Trustee Kay Davis spoke for a majority of the board in saying that long-range plans will be drawn up during the upcoming year for a Tagalog curriculum. Davis said that Bell might want to offer first- and second-year Tagalog while Morse might offer three years of the language to strengthen student transcripts for college.

Bruhn of Bell said she foresees second-year Tagalog at her school within a year or two. Beverly Foster, area superintendent for the Bell and Morse area (and no relation to Principal Foster), said Tuesday that Morse administrators “are receptive” to first- and second-year Tagalog at their school starting in the fall of 1990, which will allow more time for planning.

“That will allow us to have the benefits from the model and will make it easier for non-Filipino students to have a chance to take the language as well,” Beverly Foster said. She said also that the Morse principal probably did not consider Tagalog a “high priority” for this fall because of the need to implement the district’s new core curriculum on a schoolwide basis next year.
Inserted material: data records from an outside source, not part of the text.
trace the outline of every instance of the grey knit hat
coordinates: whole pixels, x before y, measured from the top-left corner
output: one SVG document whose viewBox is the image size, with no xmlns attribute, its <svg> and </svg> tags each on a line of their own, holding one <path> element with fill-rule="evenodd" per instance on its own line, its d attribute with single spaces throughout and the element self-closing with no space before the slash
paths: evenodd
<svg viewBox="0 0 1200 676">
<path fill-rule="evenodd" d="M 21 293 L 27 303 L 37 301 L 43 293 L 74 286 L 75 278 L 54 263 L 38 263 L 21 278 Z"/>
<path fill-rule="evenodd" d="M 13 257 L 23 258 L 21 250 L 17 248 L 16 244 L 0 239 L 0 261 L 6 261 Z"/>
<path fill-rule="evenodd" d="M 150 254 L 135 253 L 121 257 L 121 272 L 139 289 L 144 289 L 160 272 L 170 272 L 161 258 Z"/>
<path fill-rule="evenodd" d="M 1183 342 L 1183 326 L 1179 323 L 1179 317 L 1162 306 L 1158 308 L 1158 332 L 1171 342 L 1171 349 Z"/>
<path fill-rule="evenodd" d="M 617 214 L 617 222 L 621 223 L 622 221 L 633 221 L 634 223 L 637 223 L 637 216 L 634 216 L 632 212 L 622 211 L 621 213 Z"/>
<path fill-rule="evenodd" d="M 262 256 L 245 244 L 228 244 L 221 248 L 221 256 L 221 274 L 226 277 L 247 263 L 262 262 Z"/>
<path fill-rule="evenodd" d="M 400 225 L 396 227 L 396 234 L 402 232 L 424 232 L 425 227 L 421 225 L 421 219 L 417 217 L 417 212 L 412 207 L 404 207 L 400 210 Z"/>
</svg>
That core curriculum will require all students to take college-preparatory English, math/science and social studies courses to improve the overall level of high school study. It is forcing principals at all secondary schools to be more selective about what elective courses are offered in language and fine arts.

“Also, let’s face it, nobody likes to be pressured into offering a particular course,” Beverly Foster said, “and this got caught up in community tensions.”